EDITOR'S CHOICE IN DISEASE & MEDICINE
A.L. Boyd et al., “Identification of chemotherapy-induced leukemic-regenerating cells reveals a transient vulnerability of human AML recurrence,” Cancer Cell, 34:P483–98.e5, 2018.
Cancer researchers have long supposed that relapses of acute myeloid leukemia (AML) arise from a population of leukemia stem cells (LSC) that were dormant and therefore likely protected from chemotherapies that target dividing cells.
But when Mickie Bhatia of McMaster University in Canada and colleagues analyzed cancer cell populations from patient samples as well as those obtained from AML cells grafted into mice, they found that LSCs were depleted during chemotherapy. “By kinetically profiling the cells, we got a better impression of what was being killed during the chemotherapy, but also how it came back,” says Bhatia.
His team then sampled patient bone marrow cells at multiple time points post-chemotherapy, in parallel with samples from xenografts grown from the patients’ tumors. In both, they identified a small population of cells, dubbed leukemic regenerating cells (LRCs), that had a gene expression profile distinctly different from that of LSCs. “The leukemic regenerating cells are actually a product of a response to chemotherapy,” says Bhatia.
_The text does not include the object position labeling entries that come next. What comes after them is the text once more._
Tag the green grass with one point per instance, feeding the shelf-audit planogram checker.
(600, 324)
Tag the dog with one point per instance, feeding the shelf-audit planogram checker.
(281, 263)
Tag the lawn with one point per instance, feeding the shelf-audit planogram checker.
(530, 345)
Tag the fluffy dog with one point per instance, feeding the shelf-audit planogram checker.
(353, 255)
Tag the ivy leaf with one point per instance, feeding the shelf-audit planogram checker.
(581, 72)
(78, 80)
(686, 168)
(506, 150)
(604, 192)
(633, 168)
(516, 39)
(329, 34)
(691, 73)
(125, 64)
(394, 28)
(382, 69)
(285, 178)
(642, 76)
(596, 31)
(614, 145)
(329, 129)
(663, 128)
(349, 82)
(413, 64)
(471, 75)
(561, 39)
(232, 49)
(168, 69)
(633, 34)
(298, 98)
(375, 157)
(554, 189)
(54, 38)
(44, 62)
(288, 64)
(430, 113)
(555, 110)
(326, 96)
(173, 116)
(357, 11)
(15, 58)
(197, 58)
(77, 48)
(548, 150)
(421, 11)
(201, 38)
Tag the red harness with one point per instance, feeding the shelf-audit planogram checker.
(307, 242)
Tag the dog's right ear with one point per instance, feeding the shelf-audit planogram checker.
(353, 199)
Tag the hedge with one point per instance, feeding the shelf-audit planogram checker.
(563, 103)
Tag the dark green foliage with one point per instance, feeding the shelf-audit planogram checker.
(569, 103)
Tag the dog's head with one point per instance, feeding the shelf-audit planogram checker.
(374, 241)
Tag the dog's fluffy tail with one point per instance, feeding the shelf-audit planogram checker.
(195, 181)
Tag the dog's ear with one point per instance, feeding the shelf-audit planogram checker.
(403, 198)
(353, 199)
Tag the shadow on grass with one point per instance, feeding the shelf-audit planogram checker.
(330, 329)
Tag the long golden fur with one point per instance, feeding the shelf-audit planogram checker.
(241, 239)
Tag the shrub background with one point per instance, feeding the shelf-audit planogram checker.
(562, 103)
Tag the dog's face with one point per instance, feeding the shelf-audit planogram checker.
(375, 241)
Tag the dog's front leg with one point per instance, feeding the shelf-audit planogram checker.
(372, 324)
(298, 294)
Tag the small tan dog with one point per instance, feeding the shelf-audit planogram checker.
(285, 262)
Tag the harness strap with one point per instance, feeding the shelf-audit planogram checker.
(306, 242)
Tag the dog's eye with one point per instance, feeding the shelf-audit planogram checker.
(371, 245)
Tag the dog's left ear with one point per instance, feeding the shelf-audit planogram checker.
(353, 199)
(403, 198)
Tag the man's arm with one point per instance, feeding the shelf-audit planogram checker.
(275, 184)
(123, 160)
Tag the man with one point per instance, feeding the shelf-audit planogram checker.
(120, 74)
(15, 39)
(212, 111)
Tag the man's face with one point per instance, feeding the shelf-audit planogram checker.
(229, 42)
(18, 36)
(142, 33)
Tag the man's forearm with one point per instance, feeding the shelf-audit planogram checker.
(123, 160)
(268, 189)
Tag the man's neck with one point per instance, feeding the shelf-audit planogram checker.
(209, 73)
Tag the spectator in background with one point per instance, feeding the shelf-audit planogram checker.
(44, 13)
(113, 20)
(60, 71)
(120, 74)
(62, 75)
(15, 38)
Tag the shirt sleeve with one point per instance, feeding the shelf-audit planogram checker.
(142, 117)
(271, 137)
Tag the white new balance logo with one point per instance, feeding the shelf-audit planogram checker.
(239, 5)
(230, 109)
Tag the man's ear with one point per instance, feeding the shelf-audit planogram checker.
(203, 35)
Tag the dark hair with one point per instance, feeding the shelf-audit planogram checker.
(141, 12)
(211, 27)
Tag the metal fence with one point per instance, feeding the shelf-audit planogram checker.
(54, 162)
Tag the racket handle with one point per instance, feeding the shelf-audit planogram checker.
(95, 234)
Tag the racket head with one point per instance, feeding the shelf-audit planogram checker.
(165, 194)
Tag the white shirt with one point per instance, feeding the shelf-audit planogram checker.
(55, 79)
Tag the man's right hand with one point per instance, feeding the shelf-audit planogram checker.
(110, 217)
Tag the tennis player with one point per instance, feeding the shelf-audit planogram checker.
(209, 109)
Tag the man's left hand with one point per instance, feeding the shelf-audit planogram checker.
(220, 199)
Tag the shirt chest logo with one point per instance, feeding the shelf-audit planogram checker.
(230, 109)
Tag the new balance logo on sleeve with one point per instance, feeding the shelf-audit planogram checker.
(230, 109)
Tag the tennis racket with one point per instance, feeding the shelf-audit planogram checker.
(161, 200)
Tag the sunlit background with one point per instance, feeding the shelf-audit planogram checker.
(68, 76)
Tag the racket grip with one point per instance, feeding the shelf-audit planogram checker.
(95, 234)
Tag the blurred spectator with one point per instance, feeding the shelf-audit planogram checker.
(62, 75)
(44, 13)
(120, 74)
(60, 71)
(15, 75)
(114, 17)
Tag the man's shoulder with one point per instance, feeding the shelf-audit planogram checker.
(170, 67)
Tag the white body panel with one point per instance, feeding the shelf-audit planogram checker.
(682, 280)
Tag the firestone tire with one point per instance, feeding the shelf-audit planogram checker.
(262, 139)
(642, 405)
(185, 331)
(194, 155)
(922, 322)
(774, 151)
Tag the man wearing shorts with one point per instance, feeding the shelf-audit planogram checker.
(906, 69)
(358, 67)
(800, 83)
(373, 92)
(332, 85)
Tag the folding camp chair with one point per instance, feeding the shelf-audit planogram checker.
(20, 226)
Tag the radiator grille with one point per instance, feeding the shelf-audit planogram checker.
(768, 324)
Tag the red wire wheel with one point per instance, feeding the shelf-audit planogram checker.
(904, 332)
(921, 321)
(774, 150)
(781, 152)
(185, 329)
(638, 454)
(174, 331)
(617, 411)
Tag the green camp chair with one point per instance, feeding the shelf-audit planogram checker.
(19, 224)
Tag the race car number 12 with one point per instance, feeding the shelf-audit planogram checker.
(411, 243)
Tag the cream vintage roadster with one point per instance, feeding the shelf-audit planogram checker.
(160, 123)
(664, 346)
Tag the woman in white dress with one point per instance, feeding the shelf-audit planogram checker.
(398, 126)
LRCs were present in high numbers only transiently, with their numbers falling as relapse occurred. One distinctive feature of these cells was the production of several G-protein-coupled receptors (GPCRs), and the researchers found that suppressing the expression of a specific GPCR gene in LRCs prevented relapse in chemotherapy-treated mice.
“Maybe there’s a short window after induction [of] chemotherapy, where one could come in with a very specific therapy directed against this small population of leukemia regenerating cells,” says David Sykes, who studies AML at Massachusetts General Hospital and was not involved with this research. Sykes says the chances of finding similar target cell populations in other cancers is high.